Hacker News new | ask | show | jobs
by ayewo 1356 days ago
I thought I understood what you do but with your itemized example, I'm somewhat confused.

1. OK

2. Dev uses the `airplane` CLI as opposed to running `npm`, `python` etc locally?

3. Dev runs `airplane deploy` as opposed to deploying to Heroku?

I think it would be nicer for us if you explained your value proposition in terms of what tools/steps I'd be replacing if I choose to adopt Airplane.

2 comments

To add on to what Josh said, the main value of Airplane is that we automate a lot of things that would normally require you to write a lot more additional code. So for example, if you build an admin panel using Airplane instead of doing so from scratch, we'll provide the following for you:

* A rich React component library that's optimized for internal tooling (tables, charts, etc) * Permissions, audit logs, and approval flows that are easily configurable * Integrations into various systems that an internal tool would normally have to integrate with (e.g. identity providers like Okta, Slack for notifications, etc)

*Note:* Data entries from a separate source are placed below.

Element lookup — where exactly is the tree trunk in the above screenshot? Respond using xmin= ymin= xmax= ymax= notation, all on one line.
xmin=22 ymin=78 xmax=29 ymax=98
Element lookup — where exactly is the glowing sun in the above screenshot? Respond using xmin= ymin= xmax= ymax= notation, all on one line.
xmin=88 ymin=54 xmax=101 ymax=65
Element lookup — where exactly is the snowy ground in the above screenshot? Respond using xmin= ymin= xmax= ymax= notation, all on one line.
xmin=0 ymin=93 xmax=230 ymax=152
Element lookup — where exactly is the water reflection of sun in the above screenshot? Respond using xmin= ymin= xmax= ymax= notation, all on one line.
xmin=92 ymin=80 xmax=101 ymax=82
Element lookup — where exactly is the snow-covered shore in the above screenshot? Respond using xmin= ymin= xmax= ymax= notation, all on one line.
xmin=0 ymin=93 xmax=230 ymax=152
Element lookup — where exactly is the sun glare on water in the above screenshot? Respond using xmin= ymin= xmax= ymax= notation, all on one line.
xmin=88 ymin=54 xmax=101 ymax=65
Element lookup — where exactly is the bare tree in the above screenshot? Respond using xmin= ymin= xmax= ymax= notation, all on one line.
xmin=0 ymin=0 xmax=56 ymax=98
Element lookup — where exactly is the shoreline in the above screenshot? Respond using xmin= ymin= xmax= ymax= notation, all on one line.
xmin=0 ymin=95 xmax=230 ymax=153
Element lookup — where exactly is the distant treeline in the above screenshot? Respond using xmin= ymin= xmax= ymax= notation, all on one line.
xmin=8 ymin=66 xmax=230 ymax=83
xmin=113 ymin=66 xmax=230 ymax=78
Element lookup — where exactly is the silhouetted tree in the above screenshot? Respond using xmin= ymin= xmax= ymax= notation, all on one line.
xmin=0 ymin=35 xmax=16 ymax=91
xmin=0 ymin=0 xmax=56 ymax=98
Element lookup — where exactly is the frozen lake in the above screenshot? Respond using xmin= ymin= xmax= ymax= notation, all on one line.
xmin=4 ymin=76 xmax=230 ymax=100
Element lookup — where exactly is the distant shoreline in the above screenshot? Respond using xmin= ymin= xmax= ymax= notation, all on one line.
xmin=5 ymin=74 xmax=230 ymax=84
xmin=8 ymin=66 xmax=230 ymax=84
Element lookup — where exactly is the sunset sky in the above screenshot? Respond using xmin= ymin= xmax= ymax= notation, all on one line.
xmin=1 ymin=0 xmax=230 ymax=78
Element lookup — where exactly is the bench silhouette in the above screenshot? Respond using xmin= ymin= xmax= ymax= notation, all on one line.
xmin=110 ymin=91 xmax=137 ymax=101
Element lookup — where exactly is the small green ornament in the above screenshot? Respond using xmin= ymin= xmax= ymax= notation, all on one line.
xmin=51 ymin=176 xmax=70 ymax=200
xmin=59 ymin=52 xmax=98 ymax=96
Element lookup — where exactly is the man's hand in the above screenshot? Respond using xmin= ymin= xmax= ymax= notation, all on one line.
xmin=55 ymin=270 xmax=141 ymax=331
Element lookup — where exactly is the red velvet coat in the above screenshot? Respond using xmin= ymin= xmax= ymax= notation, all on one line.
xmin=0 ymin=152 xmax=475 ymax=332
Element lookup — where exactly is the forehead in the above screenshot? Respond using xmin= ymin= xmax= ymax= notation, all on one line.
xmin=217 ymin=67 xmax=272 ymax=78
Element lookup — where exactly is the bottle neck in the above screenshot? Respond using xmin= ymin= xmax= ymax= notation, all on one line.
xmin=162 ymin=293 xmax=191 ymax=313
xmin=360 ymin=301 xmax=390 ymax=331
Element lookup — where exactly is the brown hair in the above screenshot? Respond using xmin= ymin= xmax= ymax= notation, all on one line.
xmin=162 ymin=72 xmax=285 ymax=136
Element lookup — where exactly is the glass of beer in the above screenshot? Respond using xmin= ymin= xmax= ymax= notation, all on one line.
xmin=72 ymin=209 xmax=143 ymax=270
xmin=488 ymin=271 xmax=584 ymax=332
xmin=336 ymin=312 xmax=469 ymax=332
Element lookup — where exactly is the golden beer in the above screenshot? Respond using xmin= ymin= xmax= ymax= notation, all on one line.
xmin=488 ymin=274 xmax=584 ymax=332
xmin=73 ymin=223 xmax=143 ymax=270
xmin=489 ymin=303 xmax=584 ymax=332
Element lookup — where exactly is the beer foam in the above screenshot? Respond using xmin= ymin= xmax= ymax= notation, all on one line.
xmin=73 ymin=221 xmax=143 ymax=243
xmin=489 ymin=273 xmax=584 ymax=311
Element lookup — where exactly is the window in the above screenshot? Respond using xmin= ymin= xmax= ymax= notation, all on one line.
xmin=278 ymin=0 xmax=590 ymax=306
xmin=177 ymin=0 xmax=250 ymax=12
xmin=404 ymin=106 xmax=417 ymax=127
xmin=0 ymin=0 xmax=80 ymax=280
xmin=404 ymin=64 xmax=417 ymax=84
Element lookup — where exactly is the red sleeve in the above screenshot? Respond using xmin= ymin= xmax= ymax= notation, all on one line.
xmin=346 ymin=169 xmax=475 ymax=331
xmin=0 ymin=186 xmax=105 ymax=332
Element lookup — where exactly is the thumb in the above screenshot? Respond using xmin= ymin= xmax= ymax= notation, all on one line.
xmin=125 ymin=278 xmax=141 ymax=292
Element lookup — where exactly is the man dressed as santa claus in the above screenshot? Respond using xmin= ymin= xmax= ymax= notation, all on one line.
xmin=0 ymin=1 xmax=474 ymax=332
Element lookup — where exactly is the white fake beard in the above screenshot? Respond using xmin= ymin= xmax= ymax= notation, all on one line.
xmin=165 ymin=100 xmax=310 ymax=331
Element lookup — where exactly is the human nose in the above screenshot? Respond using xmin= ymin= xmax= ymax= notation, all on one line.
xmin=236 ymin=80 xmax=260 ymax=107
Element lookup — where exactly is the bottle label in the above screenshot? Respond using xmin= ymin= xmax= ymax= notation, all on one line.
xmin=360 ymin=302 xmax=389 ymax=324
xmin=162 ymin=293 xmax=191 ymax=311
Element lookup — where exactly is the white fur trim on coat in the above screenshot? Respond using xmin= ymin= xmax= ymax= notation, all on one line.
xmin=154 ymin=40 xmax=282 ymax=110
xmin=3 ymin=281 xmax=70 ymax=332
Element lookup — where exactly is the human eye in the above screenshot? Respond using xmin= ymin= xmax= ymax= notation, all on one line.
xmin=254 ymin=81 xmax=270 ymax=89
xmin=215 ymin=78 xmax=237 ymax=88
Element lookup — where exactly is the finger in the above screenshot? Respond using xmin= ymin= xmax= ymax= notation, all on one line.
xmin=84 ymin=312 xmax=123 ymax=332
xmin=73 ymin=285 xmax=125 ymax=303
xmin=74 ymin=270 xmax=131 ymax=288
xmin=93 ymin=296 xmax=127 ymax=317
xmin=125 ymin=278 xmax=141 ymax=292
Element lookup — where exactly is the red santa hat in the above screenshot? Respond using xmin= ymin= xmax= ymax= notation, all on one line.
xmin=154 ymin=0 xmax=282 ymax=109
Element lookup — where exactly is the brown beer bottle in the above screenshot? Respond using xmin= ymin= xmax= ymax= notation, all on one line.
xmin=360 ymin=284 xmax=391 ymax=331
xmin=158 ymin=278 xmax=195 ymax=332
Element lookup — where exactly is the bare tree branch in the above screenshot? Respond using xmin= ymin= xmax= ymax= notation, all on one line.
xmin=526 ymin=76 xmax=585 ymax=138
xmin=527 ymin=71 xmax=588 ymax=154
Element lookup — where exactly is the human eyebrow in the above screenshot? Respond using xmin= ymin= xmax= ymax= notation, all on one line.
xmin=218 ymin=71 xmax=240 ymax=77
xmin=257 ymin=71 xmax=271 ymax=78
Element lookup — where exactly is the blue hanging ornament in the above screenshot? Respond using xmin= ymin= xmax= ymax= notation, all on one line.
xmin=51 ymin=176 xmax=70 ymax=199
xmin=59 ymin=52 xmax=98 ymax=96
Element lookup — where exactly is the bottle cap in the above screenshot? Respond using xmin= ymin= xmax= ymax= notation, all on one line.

So if you'd expect building that admin panel to take a few days or weeks of work, ideally with Airplane we can reduce that down to a few hours instead.

Part of what bothers me with the current webdev approach is irreducible complexity.

How many layers of 'magic' to facilitate devs deploying do we really need and is it wise to depend on so many?

2 - correct, depending on the task type we still call through to node etc. But the CLI also provides a dev UI and other niceties specific to Airplane.

3 - correct, the code is built and pushed to us, similar to Heroku.

Our value prop ultimately is that 1) you can build tools like admin dashboards, data migration scripts, one off devops operations, etc, into production grade web apps and 2) you can do this using code!